Descubriendo a Saul Bass

Cartel de Saul Bass para Anatomía de un asesinato de Otto Preminger

 

El calendario señalaba el año 1958 como el despegue de su carrera. Por entonces, un veterano Hitchcock, quedó prendado de la labor realizada por Bass en El hombre del brazo de oro, la última película de Otto Preminger. Tan solo unos meses antes, debutaba en el diseño de títulos de crédito para el musical Carmen Jones. Con su irrupción, los rótulos iniciales pasaron de no tener ningún interés a convertirse en parte indispensable de todo filme.

Suena el teléfono y un brusco acento británico solicita sus servicios. Es hora de trabajar. De la unión entre el maestro del suspense y el genial diseñador surgieron un cartel y una secuencia de apertura que pasaron a la historia. Sí, Vértigo, un enigmático viaje hacia la esquizofrenia compulsiva del director británico, un éxtasis sin igual rematado con la intrigante partitura de Bernard Herrmann, y la primera de tres colaboraciones que rozaron la perfección.

Un poco más tarde llegaron Psicosis y la polémica. Con una escena, seis días de grabación, 45 segundos, entre 71 y 78 ángulos y más de 50 planos, llegó el divorcio. Una mano sujeta un cuchillo que, acto seguido, provoca un oscuro receso de violencia y horror. Se trata del asesinato de Marion Crane (Janet Leigh) en la ducha del Motel Bates. Encantador.

Una secuencia legendaria no exenta de rumorología acerca de su autoría y dirección. Tras su estreno mundial, sonó la campana y los púgiles chocaron sus guantes. Al final de la contienda el jurado se pronunció; victoria a los puntos del veterano luchador londinense. Como dijo el crítico cinematográfico Roger Ebert: «parece poco probable que un perfeccionista con el ego de Hitchcock se atreviese a dejar que otra persona dirigiera tal escena».

Ese mismo año, un viejo conocido vuelve a llamar a su puerta. Preminger necesita a su sireno para atrapar al público desde el primer fotograma. El círculo se cierra. En Anatomía de un asesinato muestra su madurez en la revolución gráfica del séptimo arte. De sus entrañas arranca uno de los mejores preludios de la historia del celuloide, con la silueta de un cadáver que se completa como un puzzle, presenta una pieza esencial del cine norteamericano. Puro naif.

A finales de los 70 el clasicismo en la gran pantalla daba sus últimos coletazos, provocando su retiro parcial hacia el diseño gráfico comercial y el inicio de una nueva etapa creativa. Su ingenio desarrolló referentes de la iconografía popular como los logotipos de United Airlines o Minolta, así como el cartel de los Juegos Olímpicos de Los Ángeles en 1984.

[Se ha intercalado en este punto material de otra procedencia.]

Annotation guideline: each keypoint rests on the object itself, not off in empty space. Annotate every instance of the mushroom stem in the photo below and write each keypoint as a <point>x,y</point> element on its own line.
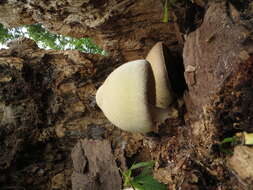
<point>160,115</point>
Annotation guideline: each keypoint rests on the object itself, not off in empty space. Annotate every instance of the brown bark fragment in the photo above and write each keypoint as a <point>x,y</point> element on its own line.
<point>94,166</point>
<point>241,163</point>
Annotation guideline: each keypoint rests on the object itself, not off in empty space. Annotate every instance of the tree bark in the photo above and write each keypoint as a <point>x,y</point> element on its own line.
<point>47,97</point>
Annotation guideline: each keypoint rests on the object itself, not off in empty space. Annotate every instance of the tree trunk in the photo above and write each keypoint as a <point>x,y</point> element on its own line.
<point>47,97</point>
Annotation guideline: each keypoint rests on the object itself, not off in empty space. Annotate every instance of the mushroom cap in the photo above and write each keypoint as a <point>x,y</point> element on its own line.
<point>164,94</point>
<point>124,96</point>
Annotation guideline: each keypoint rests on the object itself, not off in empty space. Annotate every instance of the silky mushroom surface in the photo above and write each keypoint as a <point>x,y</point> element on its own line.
<point>123,97</point>
<point>164,94</point>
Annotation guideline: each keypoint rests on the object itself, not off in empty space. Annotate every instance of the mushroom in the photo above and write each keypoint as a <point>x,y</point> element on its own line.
<point>127,98</point>
<point>164,93</point>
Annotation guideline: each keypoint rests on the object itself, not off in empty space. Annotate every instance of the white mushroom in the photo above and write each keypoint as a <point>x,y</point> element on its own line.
<point>127,98</point>
<point>164,94</point>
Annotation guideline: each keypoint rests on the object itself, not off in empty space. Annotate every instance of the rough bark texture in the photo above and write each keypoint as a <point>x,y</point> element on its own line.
<point>94,166</point>
<point>126,29</point>
<point>47,97</point>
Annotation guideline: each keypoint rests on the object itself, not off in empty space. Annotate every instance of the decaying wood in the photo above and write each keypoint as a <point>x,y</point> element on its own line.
<point>126,29</point>
<point>47,97</point>
<point>94,166</point>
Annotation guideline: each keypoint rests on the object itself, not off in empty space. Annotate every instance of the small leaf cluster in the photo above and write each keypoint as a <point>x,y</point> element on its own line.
<point>48,40</point>
<point>145,180</point>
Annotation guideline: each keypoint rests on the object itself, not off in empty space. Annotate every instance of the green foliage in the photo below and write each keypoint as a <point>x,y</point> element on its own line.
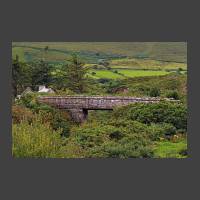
<point>41,73</point>
<point>154,92</point>
<point>163,112</point>
<point>20,113</point>
<point>20,76</point>
<point>36,140</point>
<point>76,75</point>
<point>173,94</point>
<point>168,149</point>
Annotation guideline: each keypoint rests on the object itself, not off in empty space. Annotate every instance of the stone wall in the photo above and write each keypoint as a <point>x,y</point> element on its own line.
<point>79,105</point>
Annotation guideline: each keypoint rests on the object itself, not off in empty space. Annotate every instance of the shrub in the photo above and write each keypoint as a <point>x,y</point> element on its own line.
<point>173,94</point>
<point>162,112</point>
<point>20,113</point>
<point>107,140</point>
<point>154,92</point>
<point>36,140</point>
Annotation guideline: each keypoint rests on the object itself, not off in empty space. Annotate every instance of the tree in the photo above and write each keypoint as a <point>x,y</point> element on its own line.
<point>76,79</point>
<point>41,73</point>
<point>21,77</point>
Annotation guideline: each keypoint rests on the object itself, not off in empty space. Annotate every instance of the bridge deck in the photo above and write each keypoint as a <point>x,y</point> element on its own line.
<point>93,102</point>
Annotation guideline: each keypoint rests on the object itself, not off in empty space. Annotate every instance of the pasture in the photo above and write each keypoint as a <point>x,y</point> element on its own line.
<point>125,73</point>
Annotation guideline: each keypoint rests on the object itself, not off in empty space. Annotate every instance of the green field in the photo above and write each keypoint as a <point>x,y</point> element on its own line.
<point>126,73</point>
<point>134,63</point>
<point>162,51</point>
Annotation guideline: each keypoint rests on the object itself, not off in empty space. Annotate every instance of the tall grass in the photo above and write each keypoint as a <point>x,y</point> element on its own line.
<point>36,140</point>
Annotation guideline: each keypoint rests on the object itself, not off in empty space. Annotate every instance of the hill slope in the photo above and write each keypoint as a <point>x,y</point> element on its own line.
<point>92,51</point>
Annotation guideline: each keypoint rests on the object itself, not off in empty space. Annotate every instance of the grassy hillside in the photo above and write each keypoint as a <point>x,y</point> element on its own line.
<point>92,51</point>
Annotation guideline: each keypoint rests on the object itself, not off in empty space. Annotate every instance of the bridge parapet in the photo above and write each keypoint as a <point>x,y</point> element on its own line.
<point>79,105</point>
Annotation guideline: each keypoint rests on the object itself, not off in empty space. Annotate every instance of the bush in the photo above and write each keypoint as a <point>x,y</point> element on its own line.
<point>173,94</point>
<point>126,140</point>
<point>162,112</point>
<point>36,140</point>
<point>20,113</point>
<point>154,92</point>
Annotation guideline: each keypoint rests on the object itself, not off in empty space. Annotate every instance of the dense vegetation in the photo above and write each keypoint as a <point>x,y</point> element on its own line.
<point>133,131</point>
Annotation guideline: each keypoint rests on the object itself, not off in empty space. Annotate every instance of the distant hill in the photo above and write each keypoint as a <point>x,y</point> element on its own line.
<point>92,51</point>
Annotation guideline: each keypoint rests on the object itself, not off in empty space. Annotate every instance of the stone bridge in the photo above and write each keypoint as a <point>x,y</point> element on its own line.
<point>79,105</point>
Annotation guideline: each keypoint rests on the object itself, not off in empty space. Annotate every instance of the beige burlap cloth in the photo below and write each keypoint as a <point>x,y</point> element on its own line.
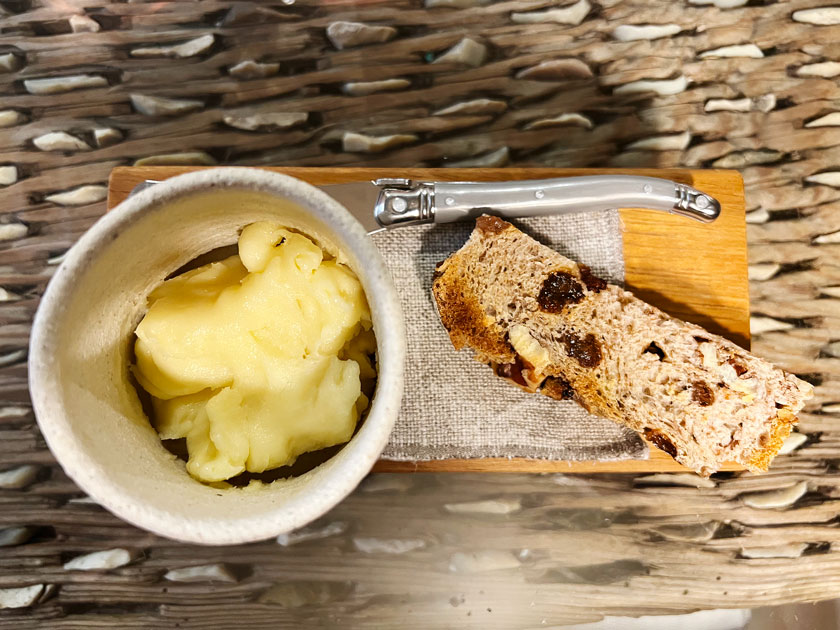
<point>455,407</point>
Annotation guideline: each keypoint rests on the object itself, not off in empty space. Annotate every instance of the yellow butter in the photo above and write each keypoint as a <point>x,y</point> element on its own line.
<point>257,358</point>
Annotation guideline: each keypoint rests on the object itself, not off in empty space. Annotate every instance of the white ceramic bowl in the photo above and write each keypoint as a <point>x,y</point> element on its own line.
<point>89,412</point>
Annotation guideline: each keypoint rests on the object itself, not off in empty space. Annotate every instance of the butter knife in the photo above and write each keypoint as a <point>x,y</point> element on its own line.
<point>389,203</point>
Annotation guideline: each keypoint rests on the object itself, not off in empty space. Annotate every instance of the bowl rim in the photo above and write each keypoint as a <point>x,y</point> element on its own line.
<point>339,482</point>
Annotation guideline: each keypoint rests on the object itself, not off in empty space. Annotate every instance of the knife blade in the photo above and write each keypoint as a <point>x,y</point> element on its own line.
<point>388,203</point>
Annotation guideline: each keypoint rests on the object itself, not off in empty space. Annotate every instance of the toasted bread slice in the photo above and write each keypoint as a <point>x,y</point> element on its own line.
<point>549,325</point>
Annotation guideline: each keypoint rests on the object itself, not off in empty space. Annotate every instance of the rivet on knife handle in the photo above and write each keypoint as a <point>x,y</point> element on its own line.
<point>405,202</point>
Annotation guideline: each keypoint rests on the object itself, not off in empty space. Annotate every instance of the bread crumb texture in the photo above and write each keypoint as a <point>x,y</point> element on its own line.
<point>551,326</point>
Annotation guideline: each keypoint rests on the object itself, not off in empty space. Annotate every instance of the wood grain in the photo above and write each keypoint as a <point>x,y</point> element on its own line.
<point>695,271</point>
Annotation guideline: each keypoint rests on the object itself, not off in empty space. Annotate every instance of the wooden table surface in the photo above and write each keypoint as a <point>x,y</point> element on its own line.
<point>464,83</point>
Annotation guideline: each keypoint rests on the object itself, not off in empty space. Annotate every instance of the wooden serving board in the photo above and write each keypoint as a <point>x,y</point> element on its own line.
<point>694,271</point>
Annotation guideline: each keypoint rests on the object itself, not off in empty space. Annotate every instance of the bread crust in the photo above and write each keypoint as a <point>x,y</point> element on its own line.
<point>551,326</point>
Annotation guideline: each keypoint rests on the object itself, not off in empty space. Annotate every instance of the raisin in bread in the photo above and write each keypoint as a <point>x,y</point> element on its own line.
<point>549,325</point>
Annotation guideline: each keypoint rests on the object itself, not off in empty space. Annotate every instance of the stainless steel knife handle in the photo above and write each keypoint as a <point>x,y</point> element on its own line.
<point>405,202</point>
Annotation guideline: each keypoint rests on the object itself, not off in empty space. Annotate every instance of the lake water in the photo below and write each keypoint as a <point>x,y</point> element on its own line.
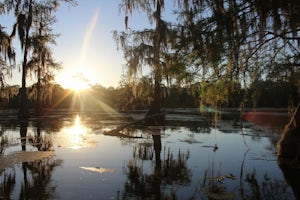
<point>186,158</point>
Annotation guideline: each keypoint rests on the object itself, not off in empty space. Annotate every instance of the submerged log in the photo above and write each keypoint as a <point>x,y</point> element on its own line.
<point>288,147</point>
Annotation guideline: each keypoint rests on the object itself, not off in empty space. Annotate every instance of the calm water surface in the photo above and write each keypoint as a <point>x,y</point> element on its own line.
<point>188,158</point>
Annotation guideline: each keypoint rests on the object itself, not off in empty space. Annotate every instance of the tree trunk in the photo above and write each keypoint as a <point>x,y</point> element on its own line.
<point>155,106</point>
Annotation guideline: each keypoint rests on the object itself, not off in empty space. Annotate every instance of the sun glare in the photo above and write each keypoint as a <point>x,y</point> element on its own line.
<point>75,136</point>
<point>77,82</point>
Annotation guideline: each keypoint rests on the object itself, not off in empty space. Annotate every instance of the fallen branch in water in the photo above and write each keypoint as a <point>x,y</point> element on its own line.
<point>116,131</point>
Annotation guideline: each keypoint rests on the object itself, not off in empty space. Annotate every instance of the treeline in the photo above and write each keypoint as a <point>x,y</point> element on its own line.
<point>261,94</point>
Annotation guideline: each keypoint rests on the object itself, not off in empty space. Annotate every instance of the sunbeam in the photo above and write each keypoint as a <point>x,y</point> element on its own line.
<point>87,39</point>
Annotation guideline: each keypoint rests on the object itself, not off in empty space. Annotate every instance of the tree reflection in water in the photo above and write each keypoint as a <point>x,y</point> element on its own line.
<point>292,177</point>
<point>166,171</point>
<point>35,183</point>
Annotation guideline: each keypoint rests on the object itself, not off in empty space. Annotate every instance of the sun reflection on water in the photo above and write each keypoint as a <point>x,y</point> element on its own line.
<point>75,136</point>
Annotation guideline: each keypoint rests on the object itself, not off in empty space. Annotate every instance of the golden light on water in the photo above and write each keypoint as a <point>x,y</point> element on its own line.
<point>75,136</point>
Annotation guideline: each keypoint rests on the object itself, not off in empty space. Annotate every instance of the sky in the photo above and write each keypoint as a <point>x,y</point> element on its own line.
<point>86,43</point>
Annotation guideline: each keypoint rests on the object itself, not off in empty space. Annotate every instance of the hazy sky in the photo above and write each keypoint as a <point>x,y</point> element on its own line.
<point>86,43</point>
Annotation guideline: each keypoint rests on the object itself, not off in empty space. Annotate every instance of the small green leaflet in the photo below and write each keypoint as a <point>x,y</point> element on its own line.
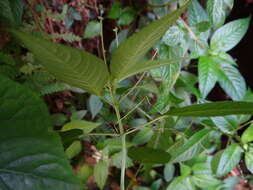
<point>207,75</point>
<point>247,135</point>
<point>196,13</point>
<point>226,160</point>
<point>71,65</point>
<point>216,12</point>
<point>231,81</point>
<point>92,30</point>
<point>229,35</point>
<point>249,161</point>
<point>101,172</point>
<point>95,105</point>
<point>130,51</point>
<point>85,126</point>
<point>221,108</point>
<point>181,183</point>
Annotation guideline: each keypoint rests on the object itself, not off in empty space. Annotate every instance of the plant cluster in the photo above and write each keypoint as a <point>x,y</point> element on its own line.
<point>143,103</point>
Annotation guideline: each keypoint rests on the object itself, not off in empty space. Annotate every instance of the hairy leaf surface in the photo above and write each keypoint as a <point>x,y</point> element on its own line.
<point>130,51</point>
<point>71,65</point>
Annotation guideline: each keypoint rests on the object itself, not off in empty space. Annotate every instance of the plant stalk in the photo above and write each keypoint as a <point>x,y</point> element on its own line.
<point>123,139</point>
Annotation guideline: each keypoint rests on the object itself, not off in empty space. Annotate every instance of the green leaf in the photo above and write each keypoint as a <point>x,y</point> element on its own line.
<point>78,115</point>
<point>147,155</point>
<point>73,66</point>
<point>101,172</point>
<point>207,75</point>
<point>196,13</point>
<point>32,156</point>
<point>143,136</point>
<point>85,126</point>
<point>249,161</point>
<point>229,35</point>
<point>182,183</point>
<point>115,11</point>
<point>227,124</point>
<point>213,109</point>
<point>216,12</point>
<point>130,51</point>
<point>225,161</point>
<point>95,105</point>
<point>11,12</point>
<point>173,36</point>
<point>168,172</point>
<point>190,148</point>
<point>148,65</point>
<point>247,135</point>
<point>74,149</point>
<point>117,159</point>
<point>92,30</point>
<point>231,81</point>
<point>127,16</point>
<point>204,181</point>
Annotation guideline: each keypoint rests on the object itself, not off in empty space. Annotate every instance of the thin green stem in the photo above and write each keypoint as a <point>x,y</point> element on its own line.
<point>146,124</point>
<point>104,134</point>
<point>193,35</point>
<point>102,38</point>
<point>123,138</point>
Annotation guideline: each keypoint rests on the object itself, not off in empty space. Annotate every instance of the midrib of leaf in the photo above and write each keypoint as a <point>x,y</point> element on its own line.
<point>130,51</point>
<point>73,66</point>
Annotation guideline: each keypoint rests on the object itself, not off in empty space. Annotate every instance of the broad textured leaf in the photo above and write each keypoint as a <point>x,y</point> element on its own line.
<point>11,12</point>
<point>247,135</point>
<point>207,75</point>
<point>249,161</point>
<point>181,183</point>
<point>191,148</point>
<point>196,13</point>
<point>147,155</point>
<point>130,51</point>
<point>216,12</point>
<point>73,66</point>
<point>213,109</point>
<point>148,65</point>
<point>231,81</point>
<point>229,35</point>
<point>225,161</point>
<point>85,126</point>
<point>32,157</point>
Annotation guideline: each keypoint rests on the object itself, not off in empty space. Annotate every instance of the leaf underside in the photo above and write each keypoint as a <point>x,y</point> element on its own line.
<point>71,65</point>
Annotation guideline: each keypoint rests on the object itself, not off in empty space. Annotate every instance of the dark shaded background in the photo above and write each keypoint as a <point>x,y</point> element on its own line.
<point>243,52</point>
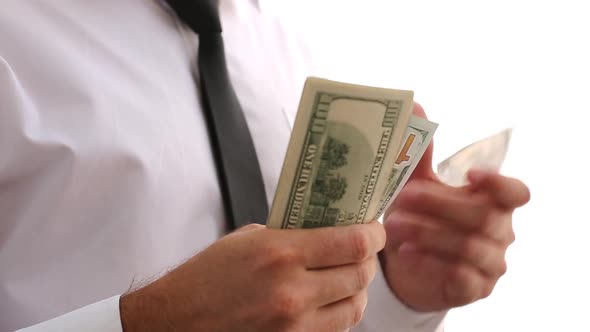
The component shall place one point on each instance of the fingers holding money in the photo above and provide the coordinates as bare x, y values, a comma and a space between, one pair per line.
335, 246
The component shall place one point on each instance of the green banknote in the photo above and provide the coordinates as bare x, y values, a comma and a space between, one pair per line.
417, 137
343, 147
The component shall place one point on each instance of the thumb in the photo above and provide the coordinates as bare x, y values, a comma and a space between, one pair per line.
424, 168
249, 227
509, 192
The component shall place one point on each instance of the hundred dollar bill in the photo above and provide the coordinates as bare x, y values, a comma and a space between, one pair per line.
344, 142
417, 137
487, 153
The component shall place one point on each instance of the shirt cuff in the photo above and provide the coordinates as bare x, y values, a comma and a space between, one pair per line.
101, 316
386, 313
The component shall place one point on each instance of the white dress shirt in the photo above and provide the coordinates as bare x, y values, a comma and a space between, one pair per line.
106, 172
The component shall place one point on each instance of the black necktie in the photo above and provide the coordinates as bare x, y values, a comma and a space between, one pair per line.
239, 173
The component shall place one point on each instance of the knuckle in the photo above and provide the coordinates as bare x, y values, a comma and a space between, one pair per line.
487, 291
511, 236
502, 268
459, 288
363, 276
288, 304
360, 245
471, 248
281, 255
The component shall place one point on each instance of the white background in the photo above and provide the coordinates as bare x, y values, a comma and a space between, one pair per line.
478, 67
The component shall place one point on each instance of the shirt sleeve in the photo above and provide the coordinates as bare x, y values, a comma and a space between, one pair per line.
101, 316
386, 313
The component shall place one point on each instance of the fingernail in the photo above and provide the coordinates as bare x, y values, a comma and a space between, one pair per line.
477, 175
408, 248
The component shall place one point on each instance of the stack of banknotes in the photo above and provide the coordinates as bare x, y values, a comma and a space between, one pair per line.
353, 148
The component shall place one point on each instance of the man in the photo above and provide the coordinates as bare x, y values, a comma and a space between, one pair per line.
107, 179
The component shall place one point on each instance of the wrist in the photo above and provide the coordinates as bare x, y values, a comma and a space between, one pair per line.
145, 309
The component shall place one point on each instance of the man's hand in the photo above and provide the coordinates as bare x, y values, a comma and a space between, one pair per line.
446, 246
260, 279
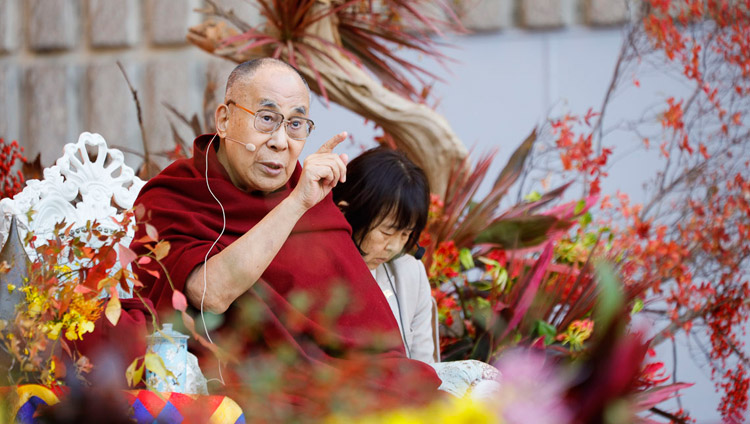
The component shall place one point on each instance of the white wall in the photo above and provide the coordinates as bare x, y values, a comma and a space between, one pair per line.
504, 84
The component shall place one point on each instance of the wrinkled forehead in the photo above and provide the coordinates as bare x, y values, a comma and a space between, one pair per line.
395, 217
272, 86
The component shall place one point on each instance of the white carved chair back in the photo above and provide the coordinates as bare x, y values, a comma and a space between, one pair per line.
90, 182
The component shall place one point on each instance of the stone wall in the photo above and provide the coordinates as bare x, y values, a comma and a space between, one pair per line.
58, 72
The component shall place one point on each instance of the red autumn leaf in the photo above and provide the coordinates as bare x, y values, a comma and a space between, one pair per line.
179, 302
126, 255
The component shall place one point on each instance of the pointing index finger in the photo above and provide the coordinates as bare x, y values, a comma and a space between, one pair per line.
334, 141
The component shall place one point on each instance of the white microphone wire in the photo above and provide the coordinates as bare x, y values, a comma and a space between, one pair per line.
205, 259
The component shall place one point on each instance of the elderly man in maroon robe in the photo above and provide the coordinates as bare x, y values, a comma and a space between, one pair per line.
245, 219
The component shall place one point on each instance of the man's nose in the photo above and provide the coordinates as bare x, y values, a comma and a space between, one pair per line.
279, 139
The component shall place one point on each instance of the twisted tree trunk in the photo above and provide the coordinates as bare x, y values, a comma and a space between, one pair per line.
420, 132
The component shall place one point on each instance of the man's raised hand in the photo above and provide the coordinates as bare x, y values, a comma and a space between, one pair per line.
321, 172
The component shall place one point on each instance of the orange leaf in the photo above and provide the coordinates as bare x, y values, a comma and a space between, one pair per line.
152, 272
161, 250
114, 309
151, 232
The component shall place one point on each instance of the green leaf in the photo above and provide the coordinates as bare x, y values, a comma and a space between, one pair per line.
502, 278
610, 295
542, 328
515, 164
464, 256
514, 233
155, 364
585, 219
533, 196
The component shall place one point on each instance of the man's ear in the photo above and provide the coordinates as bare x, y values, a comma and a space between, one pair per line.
221, 116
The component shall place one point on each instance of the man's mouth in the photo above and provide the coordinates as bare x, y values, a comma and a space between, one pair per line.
272, 167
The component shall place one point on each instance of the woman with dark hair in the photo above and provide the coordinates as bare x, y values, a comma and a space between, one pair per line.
385, 199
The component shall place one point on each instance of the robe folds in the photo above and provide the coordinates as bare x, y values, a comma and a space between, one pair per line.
317, 295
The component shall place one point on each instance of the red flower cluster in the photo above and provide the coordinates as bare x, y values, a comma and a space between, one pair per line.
10, 182
444, 265
576, 151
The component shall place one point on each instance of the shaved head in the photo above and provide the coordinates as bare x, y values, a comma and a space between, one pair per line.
245, 70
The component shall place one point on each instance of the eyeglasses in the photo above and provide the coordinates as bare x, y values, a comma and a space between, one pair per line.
268, 121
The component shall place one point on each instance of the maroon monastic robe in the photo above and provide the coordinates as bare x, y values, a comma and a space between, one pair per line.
318, 258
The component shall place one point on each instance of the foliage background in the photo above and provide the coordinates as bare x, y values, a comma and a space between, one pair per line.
501, 85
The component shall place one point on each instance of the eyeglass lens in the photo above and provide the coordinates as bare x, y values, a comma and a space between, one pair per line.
268, 121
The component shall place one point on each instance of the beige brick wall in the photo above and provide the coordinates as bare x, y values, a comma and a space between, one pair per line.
58, 73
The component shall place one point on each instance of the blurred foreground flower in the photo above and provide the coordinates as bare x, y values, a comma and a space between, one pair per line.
533, 390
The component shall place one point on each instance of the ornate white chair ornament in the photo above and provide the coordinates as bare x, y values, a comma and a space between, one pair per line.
90, 182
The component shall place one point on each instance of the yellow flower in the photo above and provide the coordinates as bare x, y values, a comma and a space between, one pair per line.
454, 411
53, 330
577, 333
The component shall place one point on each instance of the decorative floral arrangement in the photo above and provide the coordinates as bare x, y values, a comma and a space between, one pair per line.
63, 298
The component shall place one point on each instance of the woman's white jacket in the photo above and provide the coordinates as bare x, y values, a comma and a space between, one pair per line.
404, 283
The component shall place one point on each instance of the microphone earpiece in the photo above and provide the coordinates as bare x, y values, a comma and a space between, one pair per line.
248, 146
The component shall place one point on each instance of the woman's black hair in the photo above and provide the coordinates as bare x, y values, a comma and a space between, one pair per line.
379, 182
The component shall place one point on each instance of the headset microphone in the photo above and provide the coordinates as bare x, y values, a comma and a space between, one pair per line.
248, 146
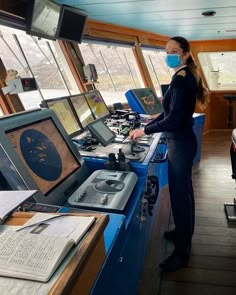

En sus últimos años de vida, un nuevo personaje necesitaba de su impacto visual. Se trataba de un italoamericano de escasa estatura, cejas pobladas, voz aguda y parapetado detrás de unas enormes gafas de pasta graduadas: Martin Scorsese. Una amistad más tarde, la admiración entre ambos era mutua y la dinamo de estos dos creadores de sueños se puso a trabajar dando lugar a intros como los de El cabo del miedo, Uno de los nuestros o Casino, su último trabajo antes de fallecer.

Con su muerte se fueron sus colores clave; rojo, blanco y negro. Se esfumó un estilo embriagado por la graduación de la cultura pop, pero nos quedó su esencia, salpicada en un collage de diversos autores, así como unas masterpieces, de la colección privada del cineasta Gerardo Vera, y expuestas (audio y visualmente) en la Sala Picasso del Círculo de Bellas Artes (Calle de Alcalá, 42) hasta el 13 de enero de 2013. Por tanto, basta realizar un travelling con la mirada para observar una obra que va desde Hitchcock, con el que realizó sus trabajos más curtidos y brillantes, hasta Preminger, el director que hizo a Bass.